В ту вторую неделю великого поста в Киеве душа Исаковича опять пришла в смятение, хотя о венском обществе, из которого он вырвался, он нисколько не сожалел. В его народе каждая семья хорошо знала, что значит счастье, что в жизни позволено и что нет. Что красиво, а что постыдно. Что такое радость и что такое горе. Эти два понятия не смешивали и не путали. Ни мужчины, ни женщины внезапно, ни с того ни с сего не менялись, было известно, кто есть кто и что от кого можно ждать. В обществе г-жи Божич все было так переменчиво!

Словно все носили на лицах маски!

Она не захотела ехать с ним в Россию, потому что, очевидно, боялась остаться на улице. И вот просвещенный, сверкающий серебром майор бьет ее ногой. В живот! Как лошадь!

К тому времени, когда сани из штаб-квартиры бригадира Витковича прибыли за Исаковичами, Павел, раздумывая о г-же Божич, расстроился не на шутку. Он зашел на минуту взглянуть на Анну. Она спала. На ее лице, точно роса, поблескивали капельки пота. Спал и ребеночек.

Когда Исаковичи садились в сани, проглянуло солнце. Небо очистилось от туч, снег таял, было тепло.

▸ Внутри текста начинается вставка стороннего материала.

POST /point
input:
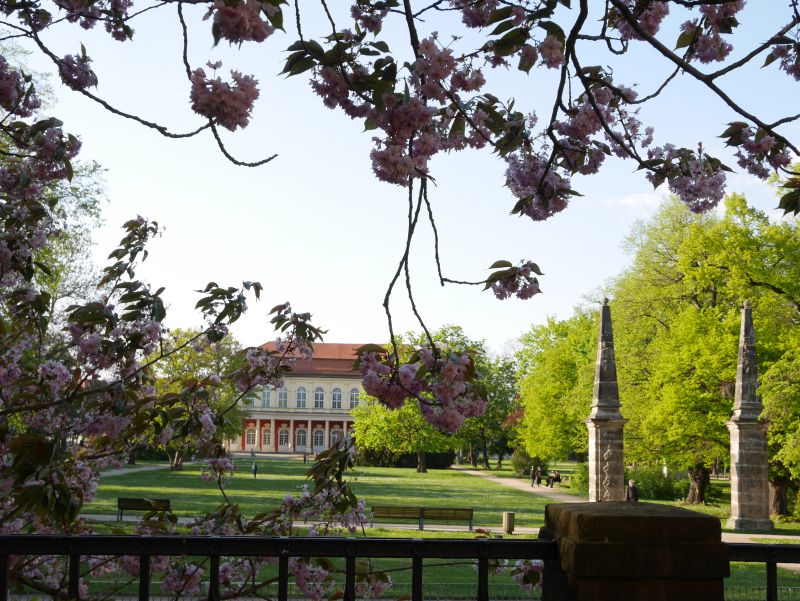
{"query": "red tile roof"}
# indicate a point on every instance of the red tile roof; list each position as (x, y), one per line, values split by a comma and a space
(330, 359)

Павел заметил, что Юрат вышел из дому, не зайдя даже поглядеть еще раз на жену и поцеловать новорожденную дочурку.

Он упрекнул его.

Юрат ничего не ответил.

Петр крикнул:

– Придется тебе, толстый, ставить угощение! Никогда в жизни не видел ребенка краше. Кажись, ты, хвала богу, красавицу сделал!

Но Юрат вполголоса зло и грубо бросил:

– Чего болтаешь, чего я там сделал? Ребенка? Говоря по чистой совести, сделай я теленка, тогда было бы чему дивиться. А ребенка? Сколько их рождается? Как звезд на небе! Нашел чем гордиться!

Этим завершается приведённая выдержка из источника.